Let $A ∈ GL(n,\Bbb R)$.
a) Prove that the induced map $λ(A)$ from $\Bbb R^n$ to $\Bbb R^n$ corresponding to the associated linear transformation is a proper map.
b) Prove that $λ(A)^+ : S^n → S^n$ (the map induced on one-point compactifications) is homotopic to identity if $\det(A) > 0$
My attempt:
(a) Any compact set in $\Bbb R^n$ is closed and bounded. Since, $\Bbb R^n$ is finite dimensional, the induced map $\lambda(A)$ ( i.e. $x \mapsto Ax$) is continuous, thus pre-image of a closed set is closed. $\dots (*)$
We also know that a linear operator between normed spaces is bounded if and only if it is a continuous linear operator. Thus, $||A|| < + \infty$ .
Hence, using $$||x|| =||A^{-1}Ax|| \le ||A^{-1}||||Ax||$$ we get that pre-image of bounded sets under $\lambda(A)$ is bounded.$\dots (**)$
Thus, $(*),(**)$ combined implies that pre-image of compact sets under $\lambda(A)$ is compact. So $\lambda(A)$ is proper.
(b) Couldn't come up with anything!
Please point out mistakes (if any) in part (a) and how to proceed for part(b) ?
Thanks in Advance for help!
As Mike Miller suggests, it is enough to show that $GL_n^{+}(\mathbb R)$ is connected.
However, I'll show this directly.
Let $A:\mathbb R^n \to \mathbb R^n$ be an automorphism. Then $\Lambda(A):S^n \to S^n$ is given by $(a_1, \dots ,a_n,a_{n+1}) \mapsto (A(a_1), \dots A(a_n),a_{n+1})/\|\Lambda (A) (a_1, \dots, a_{n+1})\|$. In a matrix, that is letting the function act by identity on the $(n+1)^{th}$ coordinate, and dividing by the norm of the vector it acts on.

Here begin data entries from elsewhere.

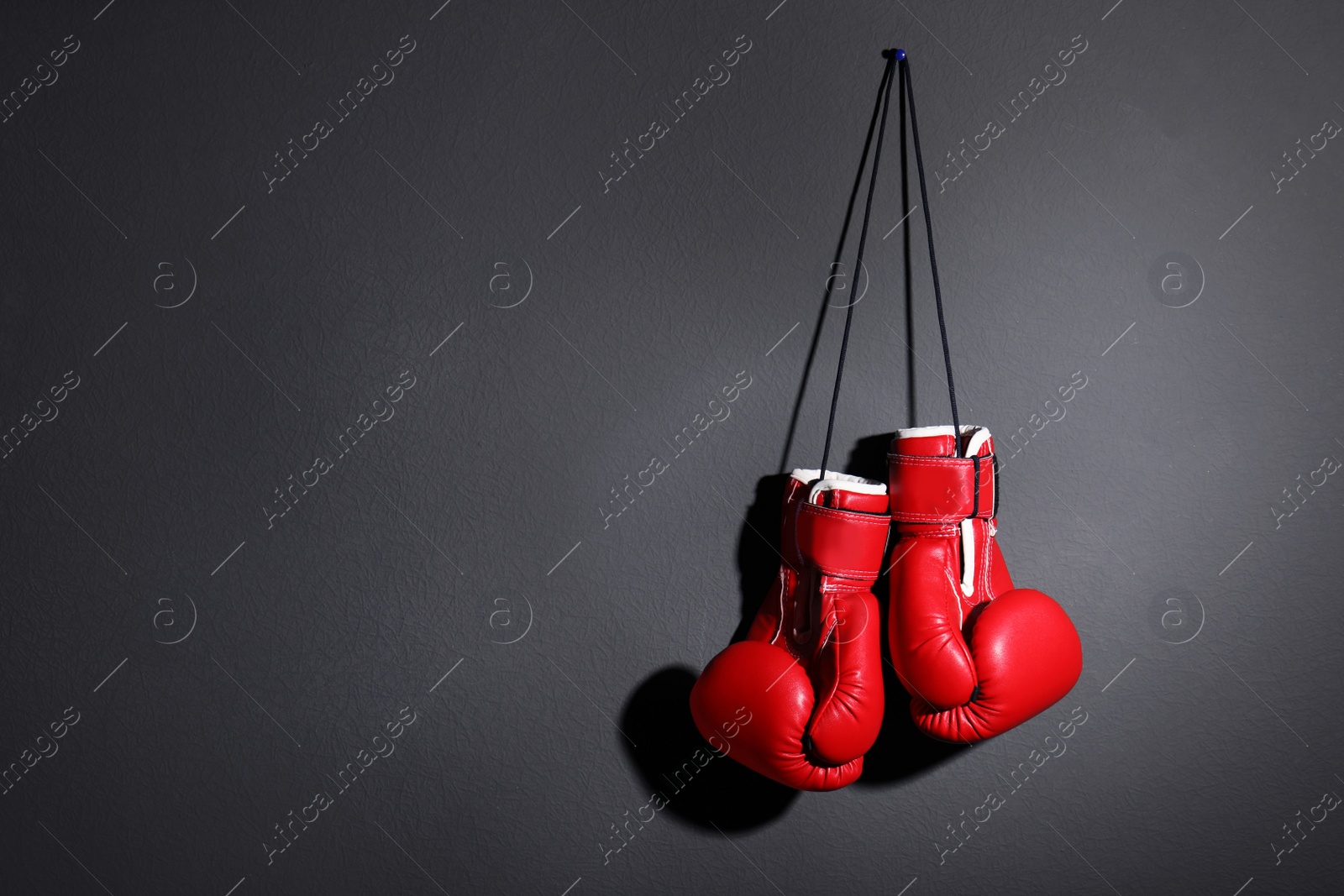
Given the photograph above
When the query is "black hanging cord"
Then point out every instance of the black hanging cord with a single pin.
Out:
(933, 262)
(858, 265)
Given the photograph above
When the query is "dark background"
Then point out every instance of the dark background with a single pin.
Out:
(470, 533)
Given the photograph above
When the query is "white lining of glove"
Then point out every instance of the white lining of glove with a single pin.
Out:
(837, 481)
(968, 530)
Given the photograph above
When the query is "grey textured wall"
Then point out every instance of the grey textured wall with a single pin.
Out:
(456, 271)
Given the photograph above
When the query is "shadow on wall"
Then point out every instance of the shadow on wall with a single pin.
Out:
(718, 790)
(672, 758)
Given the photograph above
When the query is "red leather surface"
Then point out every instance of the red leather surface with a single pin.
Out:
(811, 668)
(976, 665)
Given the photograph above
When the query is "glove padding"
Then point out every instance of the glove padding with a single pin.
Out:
(978, 654)
(810, 671)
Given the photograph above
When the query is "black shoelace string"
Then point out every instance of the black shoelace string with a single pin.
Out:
(885, 87)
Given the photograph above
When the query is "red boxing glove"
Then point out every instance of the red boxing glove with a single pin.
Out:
(978, 656)
(808, 676)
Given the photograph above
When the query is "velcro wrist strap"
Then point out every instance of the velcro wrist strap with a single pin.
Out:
(843, 543)
(942, 490)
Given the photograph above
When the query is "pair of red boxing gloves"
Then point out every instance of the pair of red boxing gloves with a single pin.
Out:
(978, 656)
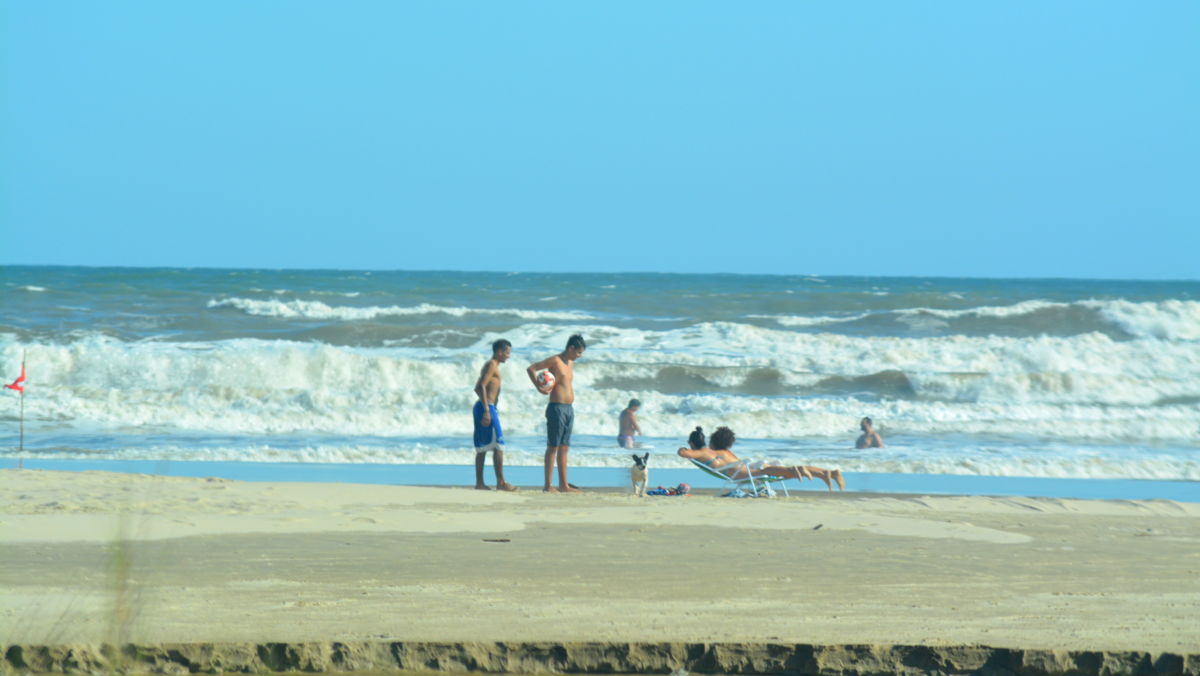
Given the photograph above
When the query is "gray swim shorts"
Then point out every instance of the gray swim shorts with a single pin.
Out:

We Supposing first that we have a homotopy of $$B:(a_1, \dots ,a_n,a_{n+1}) \mapsto (A(a_1), \dots A(a_n),a_{n+1})$$ to the identity map that is nonsingular at each step, we can obtain a homotopy on the sphere by dividing by the norm. That is to say, a homotopy $F:\mathbb R^{n+1} \times I \to \mathbb R^{n+1}$ will descend to a homotopy on the sphere granted that $\|x\|$ is not zero at any point which is guaranteed if $F_t$ is a nonsingular linear map at each step.
(This can basically be thought of as a map that regards the "positive span" of each vector as the same point, which intersects the sphere in a unique place.)
Actually, to be less wishy washy, a path in $GL_n^+(\mathbb R)$ is precisely a map that meets those criteria (after a choice of path component.) In the most extremely rigorous sense, there is a homeomorphism $Map((I,X),X) \cong Map(I \times X,X)$ given by $F(x(t))=F(X,t)$.
But anyhow, you can convince yourself in an easier way that it is enough to see that GL_n^{+}$ is path connected. A proof of this statement is essentially Gaussian elimination, which gives a finite sequence of steps to get to the identity. Create a piecewise linear path using these steps.